Did You Ever Want to Know What Bugs Were Actually in Diarrhoea?

Maybe not, but the CLAHRC WM Director is fascinated by stool and its contents. He shares this scatological interest with the 51-odd authors of the Global Multicenter Enteric Study who collected stool specimens from 9,439 children with diarrhoea, and no less than 13,129 control children.[1] Then they used quantitative PCR (polymerase chain reaction) to analyse the samples. Children in low- and middle-income countries (LMICs) often harbour asymptomatic enteropathogens. However, there was evidence that the level of pathogen-derived nucleic acid could distinguish between infection and asymptomatic shedding.

The authors found:

  1. Types of organism that were highly prevalent with strong quantity-dependent associations with symptoms – these include rota-virus, adenovirus 40/41, Shigella spp, Cryptosporidium spp, and some types of E. coli.
  2. Organisms like Salmonella spp, norovirus, V.  cholerae, and E. histolytica that showed strong quantitative associations with diarrhoea, but which had low prevalence.
  3. Organisms, such as various Campylobacter spp and other types of E. coli that were highly prevalent, but only moderately associated with diarrhoea – they are frequently found in the stool of asymptomatic people.
  4. Organisms that were only associated with diarrhoea in specific contexts, such as Aeromonas spp and enteroaggregative E. coli.
  5. Organisms that showed no association with diarrhoea, such as T. trichiura and A. duodenale.

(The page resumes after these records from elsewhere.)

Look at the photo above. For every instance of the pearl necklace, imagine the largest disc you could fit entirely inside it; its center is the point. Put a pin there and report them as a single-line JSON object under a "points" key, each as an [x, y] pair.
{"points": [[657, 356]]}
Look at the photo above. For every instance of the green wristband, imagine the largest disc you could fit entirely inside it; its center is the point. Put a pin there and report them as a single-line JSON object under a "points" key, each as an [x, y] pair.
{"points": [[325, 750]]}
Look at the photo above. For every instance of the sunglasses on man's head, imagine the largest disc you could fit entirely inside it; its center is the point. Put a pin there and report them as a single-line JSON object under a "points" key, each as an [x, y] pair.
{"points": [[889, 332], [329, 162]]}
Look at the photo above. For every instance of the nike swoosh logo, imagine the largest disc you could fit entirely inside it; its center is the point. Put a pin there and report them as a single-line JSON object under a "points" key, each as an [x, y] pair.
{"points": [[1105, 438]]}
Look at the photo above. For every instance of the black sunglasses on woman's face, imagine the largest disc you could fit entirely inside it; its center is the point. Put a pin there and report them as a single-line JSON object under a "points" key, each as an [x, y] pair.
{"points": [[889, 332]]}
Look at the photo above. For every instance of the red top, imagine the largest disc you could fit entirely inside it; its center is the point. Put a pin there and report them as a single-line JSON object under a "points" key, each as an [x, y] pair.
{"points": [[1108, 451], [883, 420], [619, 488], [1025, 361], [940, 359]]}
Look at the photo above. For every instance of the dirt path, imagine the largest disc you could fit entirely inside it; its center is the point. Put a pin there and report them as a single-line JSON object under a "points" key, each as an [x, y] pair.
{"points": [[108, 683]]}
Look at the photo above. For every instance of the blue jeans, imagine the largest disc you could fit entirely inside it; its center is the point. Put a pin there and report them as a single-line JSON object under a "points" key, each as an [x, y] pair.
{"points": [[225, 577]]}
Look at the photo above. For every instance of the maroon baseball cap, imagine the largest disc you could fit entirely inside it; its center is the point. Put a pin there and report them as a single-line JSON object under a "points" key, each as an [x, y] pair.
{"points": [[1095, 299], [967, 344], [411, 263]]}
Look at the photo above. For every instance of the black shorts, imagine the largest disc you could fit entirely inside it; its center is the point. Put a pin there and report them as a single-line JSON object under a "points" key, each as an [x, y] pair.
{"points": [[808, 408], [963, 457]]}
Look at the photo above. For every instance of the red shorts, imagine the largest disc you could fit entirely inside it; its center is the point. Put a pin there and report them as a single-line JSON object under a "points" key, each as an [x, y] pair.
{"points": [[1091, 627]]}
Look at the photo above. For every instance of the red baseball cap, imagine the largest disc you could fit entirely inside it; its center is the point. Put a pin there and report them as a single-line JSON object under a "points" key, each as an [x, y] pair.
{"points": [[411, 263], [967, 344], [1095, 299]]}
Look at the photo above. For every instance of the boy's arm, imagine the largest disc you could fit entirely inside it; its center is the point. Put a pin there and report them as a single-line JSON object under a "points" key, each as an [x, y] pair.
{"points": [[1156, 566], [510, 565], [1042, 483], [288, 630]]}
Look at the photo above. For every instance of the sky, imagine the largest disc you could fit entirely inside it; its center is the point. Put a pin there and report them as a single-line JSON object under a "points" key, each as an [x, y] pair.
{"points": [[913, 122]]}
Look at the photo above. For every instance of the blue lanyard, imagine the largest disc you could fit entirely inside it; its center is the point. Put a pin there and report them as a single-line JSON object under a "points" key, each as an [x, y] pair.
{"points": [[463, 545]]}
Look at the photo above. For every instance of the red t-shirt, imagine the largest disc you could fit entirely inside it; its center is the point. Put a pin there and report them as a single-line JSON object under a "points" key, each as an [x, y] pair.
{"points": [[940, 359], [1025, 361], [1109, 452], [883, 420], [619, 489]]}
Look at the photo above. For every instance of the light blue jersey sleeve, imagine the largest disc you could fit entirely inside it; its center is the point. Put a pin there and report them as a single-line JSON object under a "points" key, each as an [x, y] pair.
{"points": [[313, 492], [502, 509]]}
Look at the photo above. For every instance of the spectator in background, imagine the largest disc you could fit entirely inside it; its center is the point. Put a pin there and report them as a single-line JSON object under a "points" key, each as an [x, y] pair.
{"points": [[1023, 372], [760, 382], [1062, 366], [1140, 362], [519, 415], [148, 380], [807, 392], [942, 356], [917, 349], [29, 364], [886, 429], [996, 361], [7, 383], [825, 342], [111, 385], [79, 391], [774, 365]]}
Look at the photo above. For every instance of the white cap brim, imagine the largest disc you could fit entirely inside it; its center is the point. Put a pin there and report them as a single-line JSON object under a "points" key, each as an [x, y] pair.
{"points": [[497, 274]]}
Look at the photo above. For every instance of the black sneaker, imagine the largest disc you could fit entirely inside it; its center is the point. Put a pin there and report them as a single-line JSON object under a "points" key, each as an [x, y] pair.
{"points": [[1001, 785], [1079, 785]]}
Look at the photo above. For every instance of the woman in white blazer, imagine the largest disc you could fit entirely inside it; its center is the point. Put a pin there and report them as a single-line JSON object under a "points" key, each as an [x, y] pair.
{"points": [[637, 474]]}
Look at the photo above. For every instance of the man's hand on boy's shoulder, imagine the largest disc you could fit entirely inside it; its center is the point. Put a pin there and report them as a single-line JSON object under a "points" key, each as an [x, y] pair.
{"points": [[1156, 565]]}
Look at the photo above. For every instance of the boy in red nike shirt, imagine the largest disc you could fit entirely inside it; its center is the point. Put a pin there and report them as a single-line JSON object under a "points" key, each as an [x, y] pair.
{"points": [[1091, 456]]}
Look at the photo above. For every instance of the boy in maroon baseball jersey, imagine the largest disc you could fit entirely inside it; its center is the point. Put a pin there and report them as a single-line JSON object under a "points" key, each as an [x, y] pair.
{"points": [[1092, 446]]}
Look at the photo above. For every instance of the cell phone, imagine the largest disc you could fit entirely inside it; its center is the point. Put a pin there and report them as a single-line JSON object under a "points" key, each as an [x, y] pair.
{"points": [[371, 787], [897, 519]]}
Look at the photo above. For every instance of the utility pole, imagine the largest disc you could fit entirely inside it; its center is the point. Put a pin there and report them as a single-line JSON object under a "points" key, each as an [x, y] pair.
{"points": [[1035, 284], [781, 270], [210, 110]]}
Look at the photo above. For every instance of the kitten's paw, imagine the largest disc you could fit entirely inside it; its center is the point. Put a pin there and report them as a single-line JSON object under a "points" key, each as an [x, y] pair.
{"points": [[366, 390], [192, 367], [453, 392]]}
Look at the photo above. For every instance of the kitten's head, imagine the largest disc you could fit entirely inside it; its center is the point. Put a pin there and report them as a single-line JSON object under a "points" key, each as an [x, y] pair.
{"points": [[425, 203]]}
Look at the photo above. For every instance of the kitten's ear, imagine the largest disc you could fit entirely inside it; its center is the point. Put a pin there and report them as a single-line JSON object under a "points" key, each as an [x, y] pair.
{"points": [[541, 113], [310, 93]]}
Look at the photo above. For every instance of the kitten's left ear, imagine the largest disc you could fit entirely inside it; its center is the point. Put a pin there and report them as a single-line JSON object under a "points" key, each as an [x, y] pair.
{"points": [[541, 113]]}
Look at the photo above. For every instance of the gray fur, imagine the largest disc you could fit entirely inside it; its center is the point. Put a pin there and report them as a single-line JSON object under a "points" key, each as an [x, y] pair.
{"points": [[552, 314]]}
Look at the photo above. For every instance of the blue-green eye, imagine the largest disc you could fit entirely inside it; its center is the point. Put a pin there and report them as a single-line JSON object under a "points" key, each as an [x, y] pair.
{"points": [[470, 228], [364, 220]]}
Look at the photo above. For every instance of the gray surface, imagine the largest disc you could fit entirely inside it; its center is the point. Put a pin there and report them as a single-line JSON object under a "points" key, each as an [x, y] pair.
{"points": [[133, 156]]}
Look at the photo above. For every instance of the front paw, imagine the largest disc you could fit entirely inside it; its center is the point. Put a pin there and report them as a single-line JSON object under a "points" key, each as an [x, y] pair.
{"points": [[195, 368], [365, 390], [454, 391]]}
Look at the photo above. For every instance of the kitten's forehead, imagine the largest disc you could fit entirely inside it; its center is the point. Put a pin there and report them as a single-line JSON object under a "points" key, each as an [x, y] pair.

A microbiological cause for diarrhoea could be found in 90% of cases when quantitative PCR was used, while a cause was found in only half of cases of diarrhoea using traditional methods. This is because some organisms, such as Shigella spp, are difficult to grow in culture. It had previously been thought that bloody diarrhoea is the hallmark of Shigella infection, but this study shows that many cases are associated with watery diarrhoea, rather than dysentery, at least in children. Future development of rapid quantitative assays should help identify cases that need antibiotics, and gene sequencing should also provide evidence on antibiotic resistance. Most important, we need improved sanitation to get rid of this lethal disease.

— Richard Lilford, CLAHRC WM Director


  1. Liu J, Platts-Millsa JA, Juma J, et al. Use of quantitative molecular diagnostic methods to identify causes of diarrhoea in children: a reanalysis of the GEMS case-control study. Lancet. 2016; 388: 1291-301.